She chuckled, dismissing his words as she slipped her hand into the crook of his elbow. “Posh. I don’t think you truly believe that. I know I don’t believe it.” Tugging at his arm, she started walking toward the office.
He followed along. “How was your meeting with Mr. Olston?”
“Good. Many questions were asked, but I think they believe me about the validity of the mine. They were most impressed that I was below ground and saw the vein with my own eyes—though I left out the part about my complete loss of sanity.” She gave him a smirk over her shoulder. “They do want to meet with you or your solicitor before they sign the note.”
“They?”
“Mr. Olston has an associate—a woman—who has been eager to invest in an opportunity such as this. She may be quite useful in the future for the Revelry’s Tempest. The worth of my bank can be volatile, depending on the action on any given night. So I am beginning to see the advantages of having several sources of credit.” Stepping inside the office, Violet spun in front of him, settling her hands onto the ridges above his hip bones as she looked up, her eyes sparkling. “But even more important, how did your meeting go with Baron Telliton?”
A smile came to his lips. “You were right. He is a slippery eel. He attempted to dance his way around it, claiming it was such a long time ago and he was sure he paid it in full. But because you warned me, I pressed, and he looked at his books, and, lo, to his utter surprise, he hadn’t paid the debt.”
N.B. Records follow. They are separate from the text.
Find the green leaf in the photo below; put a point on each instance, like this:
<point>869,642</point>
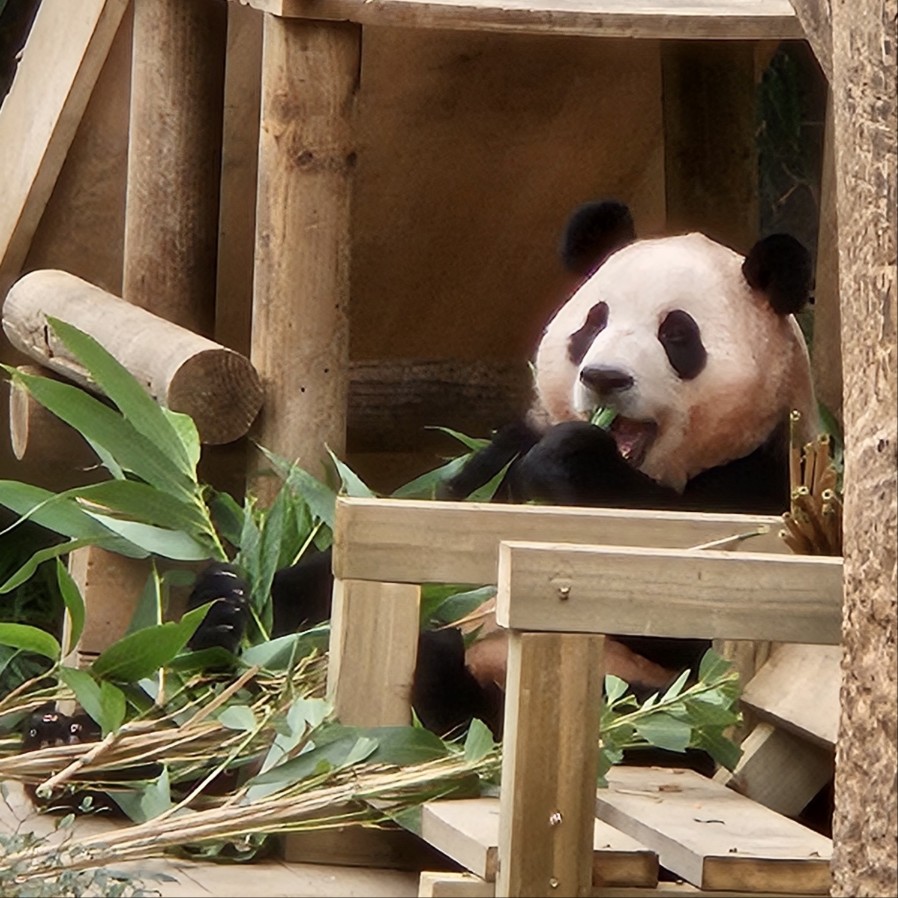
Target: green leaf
<point>141,654</point>
<point>473,443</point>
<point>38,558</point>
<point>353,485</point>
<point>174,544</point>
<point>425,486</point>
<point>74,604</point>
<point>104,702</point>
<point>30,639</point>
<point>664,731</point>
<point>102,425</point>
<point>143,503</point>
<point>133,401</point>
<point>238,717</point>
<point>479,741</point>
“Remarkable, Theo.” She hopped a gleeful step, squeezing his waist. “I am so relieved that was discovered. Did he say how long it would take to gather the funds?”
Theo scoffed. “Two months.”
“You did not let him get away with that?”
“No. I told him two weeks would be more than sufficient.”
“I would have demanded one.”
“And I am sure you would have gotten it.” His hands wrapped along her shoulders. “But two weeks is fine. The funds will come in at the same time as the gala—from which I plan to steal you away at the end of the evening.”
“Steal me away to where?”
“My bed. With the utmost discretion, of course. And then we can wake up in the morning with no pressures upon our shoulders. Just you and I, and whatever we decide we want for the future.”
Her eyes opened wide. “That…that sounds like a dream, Theo. Like a dream I could have never concocted for myself.”
He grinned. “Not a nightmare, I hope? Waking up next to me?”
She pinched his side. “No. Don’t be obtuse. A fantastic dream. A particularly wonderful dream.”
He leaned down, a taste of the curve of her neck too much for his lips to resist. How had he ever walked away from this neck last night? “I have missed you in my bed, Vee. I don’t care for the fettered access I have to you here in London.”
She pushed slightly on his chest. “You are far too adept at diverting my attention, Theo. So before you make me forget every task I have set out for the day, I have a question for you about the ledgers we brought back from Glenhaven.”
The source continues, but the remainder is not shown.